Web Infrastructure Design
Web Applications Infrastructure/Web Infrastructure also called internet infrastructure is the physical hardware, transmission media, and software used to interconnect computers and users on the Internet.
Simple Web stack
This is the collection of software required for Web development. At a minimum, it contains an operating system (OS), a programming language, database software, and a Web server. LAMP is one commonly used Web stack.
So, When the user types a URL and clicks enter/return, the browser makes an HTTP request to the server. Then the webserver process the HTTP request by responding back with HTML Contents.
We will encounter the following concepts in a web infrastructure:
This is a piece of computer hardware or software that provides functionality for other programs or devices.
Roles of the server:
- The role of the server is to share data, resources and distribute work.
- The server also helps in finding the correct IP address of the site requested by the user.

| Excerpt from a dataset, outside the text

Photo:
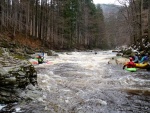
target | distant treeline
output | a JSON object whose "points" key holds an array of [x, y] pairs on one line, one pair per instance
{"points": [[59, 24]]}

A domain name (often simply called a domain) is an easy-to-remember name that’s associated with a physical IP address on the Internet. It’s the unique name that appears after the
@sign-in email addresses, and after
www. in web addresses.
What is the role of the domain name;
The Domain name enables users to access Websites, without having to know the associated IP addresses of the websites.
The Domain Name System (DNS) is a system used to convert a computer’s hostname into an IP on the Internet. For example, if a computer needs to communicate with the webserver
example.com, your computer needs the IP address of the webserver. It is the job of the DNS to convert the hostname to the IP address of the webserver. It is sometimes called the Internet’s telephone book because it converts a Website’s name that people know to a number that the Internet actually uses.
What type of DNS record
www is in
www is a
CNAME(Canonical Name) DNS record-type in
www.foobar.com since it also points to the same IP address as
foobar.comand if the IP address changes we can only record changes in the DNS
A record of
A web server is a computer that runs websites. It’s a computer program that distributes web pages as they are requisitioned. The basic objective of the webserver is to store, process, and deliver web pages to users. This intercommunication is done using Hypertext Transfer Protocol (HTTP).
The role of the webserver
The role of the webserver is to accept requests made by the browser through HTTP, process the requests by responding with HTML content.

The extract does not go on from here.